What distribution does Fisher's exact test assume?

Question

In my work I have seen several uses of Fisher's exact test, and I was wondering how well it fits my data. Looking at several sources I understood how to calculate the statistic, but never saw a clear and formal explanation of the assumed null hypothesis.

Can someone please explain or refer me to a formal explanation of the assumed distribution? Will be grateful for an explanation in terms of the values in the contingency table.

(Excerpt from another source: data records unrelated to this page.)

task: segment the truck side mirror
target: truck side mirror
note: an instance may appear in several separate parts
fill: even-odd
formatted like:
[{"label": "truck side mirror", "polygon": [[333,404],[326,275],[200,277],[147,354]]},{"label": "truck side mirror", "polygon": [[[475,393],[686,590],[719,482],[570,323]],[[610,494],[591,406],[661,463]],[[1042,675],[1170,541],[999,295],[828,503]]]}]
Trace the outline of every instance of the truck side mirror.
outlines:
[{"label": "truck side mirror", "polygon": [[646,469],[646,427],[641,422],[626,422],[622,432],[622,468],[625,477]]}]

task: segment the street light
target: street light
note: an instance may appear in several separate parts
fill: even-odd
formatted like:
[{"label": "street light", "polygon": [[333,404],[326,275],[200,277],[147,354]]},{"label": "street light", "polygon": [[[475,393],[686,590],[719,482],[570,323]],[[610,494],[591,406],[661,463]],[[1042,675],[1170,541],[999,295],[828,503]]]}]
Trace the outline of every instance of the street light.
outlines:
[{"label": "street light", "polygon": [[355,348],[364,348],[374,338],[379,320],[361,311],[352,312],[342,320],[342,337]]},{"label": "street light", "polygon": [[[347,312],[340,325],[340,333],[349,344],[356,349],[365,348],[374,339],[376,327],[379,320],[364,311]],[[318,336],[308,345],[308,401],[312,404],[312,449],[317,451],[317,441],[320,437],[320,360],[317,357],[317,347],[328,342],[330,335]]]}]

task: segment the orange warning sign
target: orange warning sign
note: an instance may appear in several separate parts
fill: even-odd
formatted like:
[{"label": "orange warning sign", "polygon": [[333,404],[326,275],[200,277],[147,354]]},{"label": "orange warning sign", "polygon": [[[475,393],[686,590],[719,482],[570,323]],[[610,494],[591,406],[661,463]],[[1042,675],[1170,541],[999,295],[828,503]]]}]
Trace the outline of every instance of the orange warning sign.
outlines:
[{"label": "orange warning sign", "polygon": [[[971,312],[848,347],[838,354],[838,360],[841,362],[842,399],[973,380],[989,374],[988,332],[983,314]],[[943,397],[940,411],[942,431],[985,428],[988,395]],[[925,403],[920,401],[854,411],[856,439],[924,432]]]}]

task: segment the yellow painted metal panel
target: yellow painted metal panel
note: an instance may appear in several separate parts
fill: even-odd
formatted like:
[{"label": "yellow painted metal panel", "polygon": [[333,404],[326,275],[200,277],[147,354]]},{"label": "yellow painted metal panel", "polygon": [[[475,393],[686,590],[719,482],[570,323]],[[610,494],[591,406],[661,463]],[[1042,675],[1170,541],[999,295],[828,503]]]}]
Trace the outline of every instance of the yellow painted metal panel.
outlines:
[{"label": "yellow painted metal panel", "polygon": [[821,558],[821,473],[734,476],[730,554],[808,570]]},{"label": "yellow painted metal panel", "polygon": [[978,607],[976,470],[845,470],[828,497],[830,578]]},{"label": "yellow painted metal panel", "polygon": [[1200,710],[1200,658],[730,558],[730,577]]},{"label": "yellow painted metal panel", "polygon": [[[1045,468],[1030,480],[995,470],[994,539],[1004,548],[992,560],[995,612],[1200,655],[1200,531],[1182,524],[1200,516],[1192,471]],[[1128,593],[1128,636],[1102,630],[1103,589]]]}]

In the 2x2 case it's based on the hypergeometric distribution. — Glen_b, Dec 30 '14 at 09:56

Stéphane Laurent · Accepted Answer · 2015-08-07T12:20:41.983

In the $2\times 2$ case the distributional assumption is given by two independent binomial random variables $X_1 \sim Bin(n_1, \theta_1)$ and $X_2 \sim Bin(n_2, \theta_2)$. The null hypothesis is the equality $\theta_1=\theta_2$. But Fisher's exact test is a conditional test: it relies on the conditional distribution of $X_1$ given $X_1+X_2$. This distribution is a hypergeometric distribution with one unknown parameter: the odds ratio $\psi=\frac{\frac{\theta_1}{1-\theta_1}}{\frac{\theta_2}{1-\theta_2}}$, and then the null hypothesis is $\psi=1$.

This distribution has its Wikipedia page.

To evaluate it with R, you can simply use the formula defining the conditional probability:

p1 <- 7/27
p2 <- 14/70
x1 <- 7; n1 <- 27
x2 <- 14; n2 <- 56
# 
m <- x1+x2
dbinom(x1, n1, p1)*dbinom(x2, n2, p2)/sum(dbinom(0:m, n1, p1)*dbinom(m-(0:m), n2, p2))
[1] 0.1818838

Or use the dnoncenhypergeom function of the MCMCpack package:

psi <- p1/(1-p1)/(p2/(1-p2)) # this is the odds ratio
MCMCpack::dnoncenhypergeom(x=x1, n1, n2, x1+x2, psi)
[1] 0.1818838

Thank you @Stephane. Can you explain further why it becomes hypergeometric, and what the parameters are? — Amit Lavon, Dec 30 '14 at 13:42
Sorry @AmitLavon, I don't know the details about this hypergeometric distribution. — Stéphane Laurent, Dec 30 '14 at 15:10
@AmitLavon I have just edited my answer to include the link to wikipedia and the R code. — Stéphane Laurent, Aug 07 '15 at 12:21

score 10 · Answer 2 · answered Dec 30 '14 at 12:13

Fisher's so-called "exact" test makes the same kind of subtle assumptions that $\chi^2$ tests make.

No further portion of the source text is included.